October 22, 2013 9:50:07 AM
Matthew Stevens - email@example.com
STARKVILLE -- Defensive back Justin Cox has learned the difference between being disciplined and reckless isn't clear in his first six games with the Mississippi State football team.
The 6-foot-2 cornerback, who was a former standout at West Point High School, had to learn a new position after floating from cornerback to safety in two seasons at East Mississippi Community College. Cox made 11 interceptions and had 19 pass breakups and won a national championship in his two seasons at EMCC and went from an unknown high school talent to a player who re-committed to MSU over the likes of the Alabama, Arkansas, Georgia, Kentucky, Mississippi, Nebraska, and Tennessee.
Cox has learned in his first six games that MSU defensive coordinator Geoff Collins' disciplined defensive scheme doesn't allow for players to ad-lib based on athletic ability.
"There's a very fine line between being a playmaker and doing your job," MSU coach Dan Mullen said. "The most important thing is do your job then be a playmaker within the description of your job. That's tough for some guys."

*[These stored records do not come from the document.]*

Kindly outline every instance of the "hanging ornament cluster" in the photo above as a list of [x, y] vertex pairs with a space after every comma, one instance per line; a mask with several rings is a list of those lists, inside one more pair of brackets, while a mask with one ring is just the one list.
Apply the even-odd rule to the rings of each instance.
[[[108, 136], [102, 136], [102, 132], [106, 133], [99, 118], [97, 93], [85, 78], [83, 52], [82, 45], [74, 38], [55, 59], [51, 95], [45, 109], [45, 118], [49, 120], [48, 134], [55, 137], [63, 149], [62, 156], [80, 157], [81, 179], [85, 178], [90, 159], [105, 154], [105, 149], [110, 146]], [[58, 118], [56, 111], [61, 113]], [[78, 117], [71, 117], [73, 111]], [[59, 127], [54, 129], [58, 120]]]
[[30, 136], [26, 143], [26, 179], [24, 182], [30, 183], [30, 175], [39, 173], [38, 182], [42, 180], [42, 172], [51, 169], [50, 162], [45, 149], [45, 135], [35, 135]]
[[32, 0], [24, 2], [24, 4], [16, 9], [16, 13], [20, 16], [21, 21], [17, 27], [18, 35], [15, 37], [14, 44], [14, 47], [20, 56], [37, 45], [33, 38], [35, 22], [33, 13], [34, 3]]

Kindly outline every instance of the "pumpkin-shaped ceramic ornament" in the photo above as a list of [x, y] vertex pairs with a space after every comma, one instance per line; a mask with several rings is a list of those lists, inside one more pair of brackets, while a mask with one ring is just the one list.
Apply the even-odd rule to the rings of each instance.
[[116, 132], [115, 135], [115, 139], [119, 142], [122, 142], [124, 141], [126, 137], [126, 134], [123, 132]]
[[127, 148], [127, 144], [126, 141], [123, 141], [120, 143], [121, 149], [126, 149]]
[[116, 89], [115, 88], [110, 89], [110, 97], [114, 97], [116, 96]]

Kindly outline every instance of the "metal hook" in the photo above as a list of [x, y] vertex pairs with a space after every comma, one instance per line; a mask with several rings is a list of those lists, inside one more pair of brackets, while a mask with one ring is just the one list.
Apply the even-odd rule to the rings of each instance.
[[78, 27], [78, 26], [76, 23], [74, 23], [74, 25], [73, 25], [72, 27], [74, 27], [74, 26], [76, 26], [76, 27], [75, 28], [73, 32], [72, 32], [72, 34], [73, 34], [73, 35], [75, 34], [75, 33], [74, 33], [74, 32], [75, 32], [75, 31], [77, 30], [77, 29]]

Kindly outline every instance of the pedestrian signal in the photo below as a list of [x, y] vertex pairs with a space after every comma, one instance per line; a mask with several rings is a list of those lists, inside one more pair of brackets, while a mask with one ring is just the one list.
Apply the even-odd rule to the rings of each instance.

Cox, who has started two games, has 13 tackles. He might be called on to play a bigger role with the uncertainty surrounding the injury of cornerback Jamerson Love, of Aberdeen.
"Justin is such a dynamic athlete, and coach (Deshea) Townsend is doing a great job with him getting him ready," Collins said. "We expect him to keep getting better and better every week."
Game experience is the best way to do that, and Cox has had plenty of chances. Against Auburn, Cox had to learn the difference between taking risks and putting himself in a situation to fail. The first touchdown of more than 20 yards MSU allowed this season came when Cox positioned himself to make a play on a pass. However, the junior fell down twice (once on the pass and a second time during the run after the catch) on a long touchdown strike in the first half of a 24-20 loss.
"Some guys never get it figured out, but he's started to understand this idea of playing within the system," Mullen said. "A lot of junior college players get to freelance out on the field a lot and then they have to learn the system."
Mullen said Monday there's not a timetable for Cox and junior college prospects to develop that understanding. MSU needs Cox to grasp the lessons because depth in the secondary continues to be a problem for a defense that is allowing 220 passing yards per game.
Mullen said Monday that Darius Slay, one of his standout junior college talents from last year who is now in the NFL, didn't figure out the nuances of the game until his time in Starkville was over.
"He ended up a second-round pick and (is) putting together the beginning of a nice professional career," Mullen said. "Everybody is different in when it all clicks, but all we can ask for is they continue to put the work in."